Tai Chi, also called tai chi chuan, is an ancient Chinese tradition. It is today practiced as a graceful health-promoting form of gentle exercise. Having is roots in 13th century martial arts, it combines deep breathing and relaxation with flowing movements. It is very accessible and has a lower impact than many other forms of exercise. This makes it ideal for inactive older people wanting to raise their activity levels gently and gradually.

This is a gentle way to fight stress, reduce anxiety, increase flexibility and balance.

Done correctly, you’ll find that the poses flow smoothly from one into another. Many movements are completed with bent knees in a squat-like position

Tai chi has many physical and emotional benefits. Some of the benefits include decreased anxiety and depression and improvements in cognition. It involves a series of movements performed in a slow, focused manner and accompanied by deep breathing.

The benefits may include:

  • Decreased stress, anxiety and depression
  • Improved mood
  • Improved aerobic capacity
  • Increased energy and stamina
  • Improved flexibility, balance and agility
  • Improved muscle strength and definition

Regularly practicing may help you to have more restful sleep and can result in weight loss.
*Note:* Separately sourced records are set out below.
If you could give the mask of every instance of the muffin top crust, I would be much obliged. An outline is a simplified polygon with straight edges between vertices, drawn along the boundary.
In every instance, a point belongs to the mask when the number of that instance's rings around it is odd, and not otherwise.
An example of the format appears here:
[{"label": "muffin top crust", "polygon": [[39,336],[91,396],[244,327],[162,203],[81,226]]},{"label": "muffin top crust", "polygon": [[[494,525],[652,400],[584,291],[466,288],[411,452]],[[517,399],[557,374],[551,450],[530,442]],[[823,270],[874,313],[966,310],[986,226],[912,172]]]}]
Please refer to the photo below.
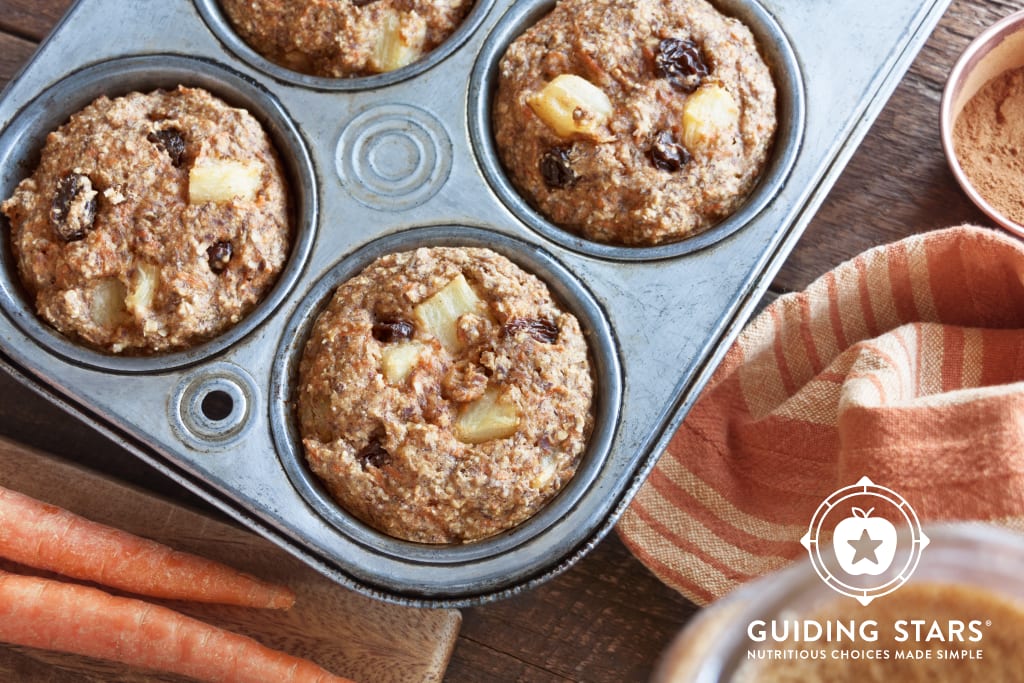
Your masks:
[{"label": "muffin top crust", "polygon": [[424,57],[462,23],[473,0],[221,0],[256,52],[325,78],[394,71]]},{"label": "muffin top crust", "polygon": [[39,315],[111,353],[185,349],[239,322],[292,232],[259,122],[186,87],[93,101],[0,210]]},{"label": "muffin top crust", "polygon": [[750,30],[704,0],[562,0],[503,56],[492,118],[535,209],[587,239],[646,246],[743,204],[775,98]]},{"label": "muffin top crust", "polygon": [[593,427],[579,322],[480,248],[384,256],[336,290],[303,352],[306,459],[335,500],[421,543],[478,540],[573,476]]}]

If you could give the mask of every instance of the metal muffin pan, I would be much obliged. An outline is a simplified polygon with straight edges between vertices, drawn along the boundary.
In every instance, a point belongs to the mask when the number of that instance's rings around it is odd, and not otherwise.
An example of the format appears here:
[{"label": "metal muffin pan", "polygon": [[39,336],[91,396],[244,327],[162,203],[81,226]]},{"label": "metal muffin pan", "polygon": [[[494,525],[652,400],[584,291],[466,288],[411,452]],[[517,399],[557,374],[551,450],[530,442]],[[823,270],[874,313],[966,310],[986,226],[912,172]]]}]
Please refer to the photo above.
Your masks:
[{"label": "metal muffin pan", "polygon": [[[182,82],[267,126],[297,193],[296,246],[239,327],[187,353],[118,358],[35,318],[4,239],[0,367],[368,595],[459,606],[563,571],[611,530],[948,0],[844,3],[827,18],[797,0],[719,2],[776,70],[779,144],[737,218],[638,251],[530,216],[495,160],[486,118],[497,58],[551,4],[483,2],[424,63],[324,83],[247,52],[210,0],[79,0],[0,100],[3,197],[46,132],[95,95]],[[334,284],[383,251],[453,243],[506,254],[581,318],[599,420],[577,480],[533,519],[474,544],[424,546],[383,537],[324,497],[298,455],[291,383]]]}]

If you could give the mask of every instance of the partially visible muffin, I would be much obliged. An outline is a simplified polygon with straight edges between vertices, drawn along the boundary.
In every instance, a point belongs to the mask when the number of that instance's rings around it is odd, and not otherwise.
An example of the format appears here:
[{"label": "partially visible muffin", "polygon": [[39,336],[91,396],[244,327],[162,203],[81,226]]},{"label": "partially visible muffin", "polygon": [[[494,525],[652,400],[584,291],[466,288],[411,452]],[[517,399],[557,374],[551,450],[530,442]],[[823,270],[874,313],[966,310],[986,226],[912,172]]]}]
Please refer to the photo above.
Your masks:
[{"label": "partially visible muffin", "polygon": [[775,96],[750,30],[704,0],[561,0],[502,58],[493,126],[512,183],[553,223],[654,245],[743,204]]},{"label": "partially visible muffin", "polygon": [[338,287],[303,352],[306,459],[337,502],[421,543],[510,529],[573,476],[593,427],[579,322],[479,248],[384,256]]},{"label": "partially visible muffin", "polygon": [[288,187],[248,112],[179,87],[100,97],[49,134],[0,205],[39,315],[112,353],[239,322],[288,257]]},{"label": "partially visible muffin", "polygon": [[443,43],[473,0],[221,0],[239,36],[267,59],[327,78],[411,64]]}]

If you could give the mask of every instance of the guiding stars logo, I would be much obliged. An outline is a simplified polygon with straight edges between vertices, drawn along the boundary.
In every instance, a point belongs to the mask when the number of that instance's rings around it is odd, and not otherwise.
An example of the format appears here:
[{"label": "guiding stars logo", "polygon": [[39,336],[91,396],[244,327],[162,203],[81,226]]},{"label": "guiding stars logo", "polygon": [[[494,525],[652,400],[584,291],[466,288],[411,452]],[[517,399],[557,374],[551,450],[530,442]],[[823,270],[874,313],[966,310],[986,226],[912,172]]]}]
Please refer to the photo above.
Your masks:
[{"label": "guiding stars logo", "polygon": [[818,506],[800,543],[822,581],[867,605],[907,582],[928,537],[903,496],[863,477]]}]

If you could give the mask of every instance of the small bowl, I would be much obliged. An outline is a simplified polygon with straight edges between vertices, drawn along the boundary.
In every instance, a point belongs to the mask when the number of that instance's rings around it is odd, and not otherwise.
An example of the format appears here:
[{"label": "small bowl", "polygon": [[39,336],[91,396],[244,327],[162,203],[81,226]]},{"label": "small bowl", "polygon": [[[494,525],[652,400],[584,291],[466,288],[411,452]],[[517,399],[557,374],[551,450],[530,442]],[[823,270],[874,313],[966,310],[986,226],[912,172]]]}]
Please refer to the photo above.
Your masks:
[{"label": "small bowl", "polygon": [[964,106],[990,80],[1018,67],[1024,67],[1024,10],[996,22],[967,46],[946,81],[939,119],[942,149],[960,187],[989,218],[1024,237],[1024,225],[1007,218],[974,188],[953,148],[953,127]]}]

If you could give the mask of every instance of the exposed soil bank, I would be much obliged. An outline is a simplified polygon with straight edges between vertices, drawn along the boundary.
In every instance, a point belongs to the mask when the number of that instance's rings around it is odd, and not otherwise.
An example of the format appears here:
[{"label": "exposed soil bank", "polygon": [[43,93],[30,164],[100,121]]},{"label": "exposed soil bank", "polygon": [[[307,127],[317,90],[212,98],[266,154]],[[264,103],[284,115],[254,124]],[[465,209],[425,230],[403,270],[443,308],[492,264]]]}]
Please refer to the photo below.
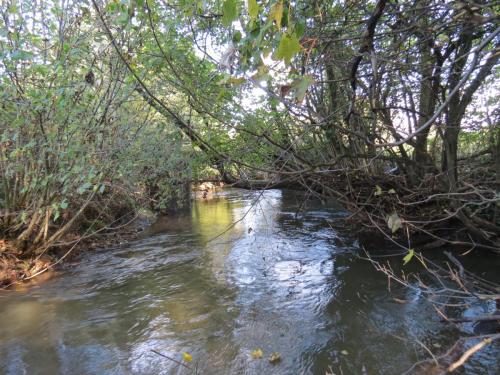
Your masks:
[{"label": "exposed soil bank", "polygon": [[104,249],[133,241],[142,232],[147,221],[138,218],[130,224],[112,232],[81,238],[77,234],[65,238],[64,245],[49,250],[42,256],[23,257],[12,241],[0,239],[0,288],[5,289],[19,283],[36,279],[49,279],[55,273],[61,258],[75,259],[82,252]]},{"label": "exposed soil bank", "polygon": [[[221,183],[199,183],[193,186],[193,192],[198,198],[211,199],[212,193],[222,186]],[[154,234],[158,230],[156,227],[166,222],[169,225],[177,223],[170,215],[161,216],[160,222],[156,223],[154,213],[143,212],[130,223],[103,233],[88,237],[83,233],[70,233],[60,241],[63,245],[51,248],[41,256],[27,256],[13,240],[0,238],[0,289],[33,282],[35,278],[36,282],[49,279],[56,273],[57,266],[63,263],[62,260],[67,262],[89,250],[105,249]]]}]

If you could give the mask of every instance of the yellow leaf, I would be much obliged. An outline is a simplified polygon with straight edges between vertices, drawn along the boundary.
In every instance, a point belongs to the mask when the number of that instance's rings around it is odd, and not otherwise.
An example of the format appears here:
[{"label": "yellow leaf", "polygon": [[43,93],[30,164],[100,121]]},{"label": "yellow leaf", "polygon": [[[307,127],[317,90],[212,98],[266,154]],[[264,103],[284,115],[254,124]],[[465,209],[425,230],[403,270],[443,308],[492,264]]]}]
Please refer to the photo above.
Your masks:
[{"label": "yellow leaf", "polygon": [[231,77],[229,78],[229,83],[233,85],[241,85],[243,82],[245,82],[245,78],[243,77]]},{"label": "yellow leaf", "polygon": [[261,348],[258,348],[258,349],[255,349],[254,351],[252,351],[252,353],[250,353],[252,355],[252,358],[253,359],[261,359],[262,356],[264,355],[264,352],[262,351]]},{"label": "yellow leaf", "polygon": [[189,353],[182,353],[182,359],[185,360],[186,362],[191,362],[193,360],[193,356]]},{"label": "yellow leaf", "polygon": [[279,361],[281,361],[281,354],[278,352],[271,353],[271,355],[269,357],[269,362],[276,363]]},{"label": "yellow leaf", "polygon": [[269,11],[269,18],[274,18],[276,21],[276,27],[278,30],[281,29],[281,19],[283,18],[283,0],[278,1],[271,7],[271,10]]},{"label": "yellow leaf", "polygon": [[413,249],[409,249],[408,254],[406,254],[403,258],[403,266],[406,265],[406,263],[408,263],[411,258],[413,258],[413,255],[415,255],[415,251],[413,251]]}]

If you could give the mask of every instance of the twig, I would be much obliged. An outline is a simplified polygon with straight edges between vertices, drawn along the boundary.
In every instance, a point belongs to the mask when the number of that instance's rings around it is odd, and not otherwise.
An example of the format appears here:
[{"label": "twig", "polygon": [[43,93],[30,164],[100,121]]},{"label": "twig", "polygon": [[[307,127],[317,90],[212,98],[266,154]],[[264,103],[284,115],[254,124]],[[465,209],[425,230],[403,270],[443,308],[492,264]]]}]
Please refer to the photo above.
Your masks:
[{"label": "twig", "polygon": [[500,315],[479,315],[479,316],[470,316],[463,318],[448,318],[443,317],[443,321],[452,322],[452,323],[465,323],[465,322],[488,322],[488,321],[500,321]]},{"label": "twig", "polygon": [[191,368],[190,366],[186,365],[185,363],[183,363],[183,362],[181,362],[181,361],[178,361],[177,359],[174,359],[174,358],[172,358],[172,357],[169,357],[168,355],[165,355],[165,354],[163,354],[163,353],[160,353],[159,351],[154,350],[154,349],[151,349],[151,351],[152,351],[153,353],[155,353],[155,354],[158,354],[160,357],[166,358],[166,359],[168,359],[168,360],[170,360],[170,361],[172,361],[172,362],[177,363],[178,365],[184,366],[185,368],[188,368],[188,369],[192,370],[192,368]]},{"label": "twig", "polygon": [[471,355],[481,350],[484,346],[491,344],[494,340],[497,339],[500,339],[500,333],[494,336],[487,337],[483,341],[477,343],[472,348],[468,349],[464,354],[462,354],[462,356],[458,359],[458,361],[452,363],[446,371],[453,372],[460,366],[463,366],[463,364],[467,361],[467,359],[469,359]]}]

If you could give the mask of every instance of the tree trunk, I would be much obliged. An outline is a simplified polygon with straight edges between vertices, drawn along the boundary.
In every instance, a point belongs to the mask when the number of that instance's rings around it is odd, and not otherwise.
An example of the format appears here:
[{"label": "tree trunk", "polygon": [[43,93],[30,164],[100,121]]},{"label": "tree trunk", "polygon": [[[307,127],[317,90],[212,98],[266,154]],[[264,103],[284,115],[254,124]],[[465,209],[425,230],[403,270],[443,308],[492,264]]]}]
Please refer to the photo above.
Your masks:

Many of the movements can be adapted to people with a disability, including wheelchair users.

Tai Chi in the Park 2

Our Tai Chi beginner classes for adults is an exercise class referral programme for anyone who is or has suffered from mental distress. All are welcome. Tai chi is generally considered to be a safe exercise with few side effects. However, you may experience some slight aches or pains after practicing tai chi in the beginning. Don’t worry these will soon go as you practice more. If you have a medical condition or any health concerns, or haven’t exercised for a long time, speak to your GP before you start tai chi.

Classes start at 13:45 and last for 1 hour every Wednesday at the Damilola Taylor Centre, 1 East Surrey Grove in Peckham SE15 SE6.